Today, Davis considers NFL running back Saquon Barkley, who came back from a torn ACL in 2020 to be second in the NFL in rushing yards in 2022, as his role model for this season.
“I think there’s some similarities [between me and Barkley] in that people kind of wrote him off, people didn’t think he’d be able to redo what he did his rookie year, and now, he’s kind of showed all those doubters that he can, that’s he’s still the man,” Davis said.
Like Barkley, Davis has been an instrumental piece in his team’s successful rebuilding efforts this season. Barkley’s New York Giants are off to a 7-3 start—their best season in years— while Davis’s Commodores are 5-6 and on the brink of bowl eligibility for the first time in four years.
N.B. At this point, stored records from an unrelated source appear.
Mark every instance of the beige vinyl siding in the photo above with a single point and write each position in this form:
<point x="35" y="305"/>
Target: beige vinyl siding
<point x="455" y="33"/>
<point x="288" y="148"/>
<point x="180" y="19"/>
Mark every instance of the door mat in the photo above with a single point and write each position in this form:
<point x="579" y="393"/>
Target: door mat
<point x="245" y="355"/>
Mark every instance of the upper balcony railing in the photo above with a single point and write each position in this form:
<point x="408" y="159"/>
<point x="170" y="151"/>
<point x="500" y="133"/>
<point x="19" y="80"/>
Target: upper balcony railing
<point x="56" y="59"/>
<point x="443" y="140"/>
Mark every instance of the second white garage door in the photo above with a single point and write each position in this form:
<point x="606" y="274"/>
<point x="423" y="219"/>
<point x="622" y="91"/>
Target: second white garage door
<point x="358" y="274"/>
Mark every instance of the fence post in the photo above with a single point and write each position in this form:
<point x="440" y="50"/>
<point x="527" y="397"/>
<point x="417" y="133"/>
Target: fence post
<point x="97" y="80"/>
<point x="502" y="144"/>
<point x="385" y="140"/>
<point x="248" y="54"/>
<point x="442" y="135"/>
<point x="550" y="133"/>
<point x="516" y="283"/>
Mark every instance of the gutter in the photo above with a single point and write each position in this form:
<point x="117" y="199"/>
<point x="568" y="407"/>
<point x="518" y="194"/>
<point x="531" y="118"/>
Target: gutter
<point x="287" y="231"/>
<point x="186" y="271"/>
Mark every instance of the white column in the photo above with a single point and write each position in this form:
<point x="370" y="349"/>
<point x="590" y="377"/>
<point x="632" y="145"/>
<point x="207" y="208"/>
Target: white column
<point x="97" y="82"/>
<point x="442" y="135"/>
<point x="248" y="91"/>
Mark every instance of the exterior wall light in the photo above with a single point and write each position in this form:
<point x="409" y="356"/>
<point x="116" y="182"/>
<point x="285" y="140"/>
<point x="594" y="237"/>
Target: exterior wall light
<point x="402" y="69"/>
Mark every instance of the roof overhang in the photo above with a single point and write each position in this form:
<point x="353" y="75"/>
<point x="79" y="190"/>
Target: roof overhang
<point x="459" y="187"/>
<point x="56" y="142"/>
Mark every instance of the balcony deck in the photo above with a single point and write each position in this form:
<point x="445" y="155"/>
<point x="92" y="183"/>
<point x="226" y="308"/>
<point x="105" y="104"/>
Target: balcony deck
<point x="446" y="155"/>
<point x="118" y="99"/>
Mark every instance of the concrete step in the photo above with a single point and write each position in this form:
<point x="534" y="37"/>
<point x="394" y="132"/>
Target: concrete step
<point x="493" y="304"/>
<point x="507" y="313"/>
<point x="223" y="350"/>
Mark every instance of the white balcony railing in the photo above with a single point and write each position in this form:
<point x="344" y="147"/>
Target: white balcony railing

Davis—whose two years on campus have coincided with Lea’s two years as head coach at Vanderbilt—has seen the rebuilding process from the ground up. He was a part of last year’s winless SEC team and each of the Commodores’ last 13 conference losses. With Davis as a key leader, Vanderbilt hasn’t backed down from the challenge. In fact, the team has mounted a two-game SEC winning streak, beating a ranked Kentucky team on the road and Florida for the first time since 2013.
“We can compete. I think the difference from the team last year to this year is that we got a lot of fight in the guys,” Davis remarked. “Guys are going all the way to the end. When adversity hits, guys aren’t hanging their heads. They keep going, they keep fighting.”
Reflecting on this season and his career as a whole, Davis expressed what an emotional journey it has been. From bursting onto the scene as a freshman at Temple to preparing for what could be his final game at FirstBank Stadium on Saturday against Tennessee, Davis is thankful for the roller coaster ride.
“It’s gonna be a lot of emotions [on Saturday],” Davis said. “The Vanderbilt community is my family. From the staff, to the teachers, to the students here: Those people are my family, and it’s going to be hard for me to want to leave those guys.”